Uncertain States 15.
Nice double page spread featuring several images from the series, 'Experiments in Social Fiction' + artist's statement.
Here's the accompanying text (the images can be seen on the main website) :
Experiments in social fiction.
Traditionally, photography offers evidence, or
fact. Occasionally even definitive proof. Perhaps it's been a while since it
showed us anything with such certainty. The digital incarnation of photography
is too malleable, too easily manipulated. And while this may be the case, a
photograph is still an object that implies authenticity.
The use of digital manipulation in
this work should be, if the picture succeeds, imperceptible. It should be so
because all elements of the image are 'true'. They are all 'there'. Any
incongruities between elements within an image are a result of the passing of
time. Digital manipulation simply allows elements from different moments
to occupy the same image.
The scenarios depicted are being manipulated
from the moment the camera comes out of the box: from the moment I arrange
myself, the camera and the subject in front of it; by the way the subject
responds to our presence and that of the camera. Digital post production is
simply a way of rearranging pixels, it is not a way of rearranging the
expression on someone's face.
Whilst I wouldn't want to expressly break down how
each picture was made, the viewer becomes aware of the game being played: after
all, most of the images are improbable; some are impossible.

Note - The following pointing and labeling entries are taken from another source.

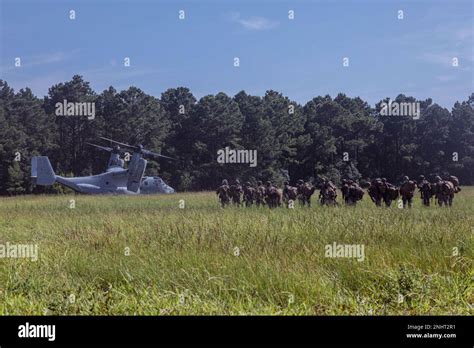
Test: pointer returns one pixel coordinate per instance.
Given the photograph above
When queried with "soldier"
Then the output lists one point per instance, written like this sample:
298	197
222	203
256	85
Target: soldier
249	194
345	190
273	195
376	191
305	191
455	182
235	192
355	193
444	191
260	194
407	190
425	189
223	193
289	193
328	193
390	192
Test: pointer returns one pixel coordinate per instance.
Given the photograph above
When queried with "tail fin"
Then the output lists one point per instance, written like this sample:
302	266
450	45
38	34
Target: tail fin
41	171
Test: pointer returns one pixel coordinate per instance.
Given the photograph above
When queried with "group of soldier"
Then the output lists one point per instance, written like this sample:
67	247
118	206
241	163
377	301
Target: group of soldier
379	190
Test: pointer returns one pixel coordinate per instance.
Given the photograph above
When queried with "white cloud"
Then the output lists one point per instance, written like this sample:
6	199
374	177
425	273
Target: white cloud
254	23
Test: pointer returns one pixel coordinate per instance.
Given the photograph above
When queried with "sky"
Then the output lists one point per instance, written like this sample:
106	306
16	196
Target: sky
300	57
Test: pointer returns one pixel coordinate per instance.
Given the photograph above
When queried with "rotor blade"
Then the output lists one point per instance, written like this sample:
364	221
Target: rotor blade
154	154
119	143
105	148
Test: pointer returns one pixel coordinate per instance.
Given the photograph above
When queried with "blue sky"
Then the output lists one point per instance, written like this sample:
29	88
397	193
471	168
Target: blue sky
301	58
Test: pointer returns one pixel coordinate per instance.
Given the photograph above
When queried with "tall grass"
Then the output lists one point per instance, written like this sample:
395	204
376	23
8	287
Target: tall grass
145	255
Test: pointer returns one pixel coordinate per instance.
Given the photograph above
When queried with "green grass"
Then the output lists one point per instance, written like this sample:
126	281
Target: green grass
182	261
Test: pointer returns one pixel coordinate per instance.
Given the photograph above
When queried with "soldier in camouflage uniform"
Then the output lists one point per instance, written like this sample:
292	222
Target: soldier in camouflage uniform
376	191
328	193
444	191
455	182
390	192
426	190
273	195
355	193
305	191
345	190
249	194
407	190
223	193
236	192
260	194
290	193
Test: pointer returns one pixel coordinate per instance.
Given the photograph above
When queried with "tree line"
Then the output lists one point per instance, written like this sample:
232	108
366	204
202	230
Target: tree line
337	138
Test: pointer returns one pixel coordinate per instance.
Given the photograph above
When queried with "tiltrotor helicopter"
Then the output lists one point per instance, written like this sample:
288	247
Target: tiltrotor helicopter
116	180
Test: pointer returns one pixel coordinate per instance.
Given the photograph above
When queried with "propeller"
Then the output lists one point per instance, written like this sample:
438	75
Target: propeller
140	149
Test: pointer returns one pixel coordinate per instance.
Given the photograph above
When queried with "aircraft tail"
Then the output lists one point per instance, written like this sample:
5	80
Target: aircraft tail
41	171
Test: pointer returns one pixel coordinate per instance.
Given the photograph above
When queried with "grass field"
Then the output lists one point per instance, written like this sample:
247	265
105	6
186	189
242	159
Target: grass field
145	255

I like to think that these images have as much in
common with cinema as still photography- the end result has as little to do
with the moment of its creation as possible. There is no attempt here to
describe any kind of ‘real’ narrative.
In fact the opposite is the case: any kind of
conventional narrative or reading of the image is contradicted by the
improbability of what is being portrayed.
These are not pictures of things,
these are pictures of ideas.
I'm not saying this thing happened,
I'm saying this idea
happened.
And this is the photograph to prove it.